Background and intro

A dataset represents a coherent and distinct data asset, or data product, including unstructured data.

A dataset is a logical view on the EKG for a specific purpose and may not directly represent physical storage or a source of data. It may encompass subsetting (shapes, projection or selection) of a physical data store: (e.g. for ontologies: specific classes and properties; for relational databases specific rows and columns as well as tables). The same data element could be exposed through many datasets (grouped/filtered differently subject to different access controls).

Datasets are in general usage outside specific enterprises: - governments have public data catalogs e.g.

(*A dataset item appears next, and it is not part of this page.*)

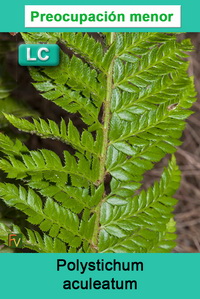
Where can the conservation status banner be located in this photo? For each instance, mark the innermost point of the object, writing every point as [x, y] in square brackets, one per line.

US data.gov for many datasets, including published statistics; - datasets cataloged by cloud providers (Google, Amazon) and commercial data publishers (Bloomberg, Factset etc) and may be available by download or API - Wikidata - scientific datasets submitted with papers to represent experimental data

Dataset Metadata¶

The dataset metadata contains information about

what data exists,
what it means (ontologies for the data set)
cross-references e.g. to related data sets
- family of datasets
- vocabularies
- ontologies
where it resides (“data-at-rest”)
format(s)
how to access (UI, APIs, queries, reports etc)
usage permission e.g. approved authoritative source
link to data sharing agreements
responsible parties
lifecycle/maintenance/approval process
retention and records management: legal requirements to both retain (legal hold) and delete (to avoid discovery). Requirements are jurisdiction-specific.
licensing (how the data can be used and by whom; pricing)
data sharing agreements
Snapshot vs dynamically updated (snapshot possibly for legal reasons)
Compliance with FAIR principles (encompassed by EKG Principles)
accessibility/security
privacy (especially for personal data, need for masking/encryption)
sensitivity (e.g. financial)
upstream/downstream usage (lineage)
how it moves (“data in motion”)
classifications/tagging
quality metrics
usage metrics (frequency of access, update, concentration of access)
“data temperature” (frequency of access, change/volatility) - may determine storage media, in memory vs archive
availability and other useful metrics (volumetrics)
provenance e.g. source systems, lineage, derivation, processing, machine learning, simulation
datasets usable for ML training data (check semantic tagging for relational data)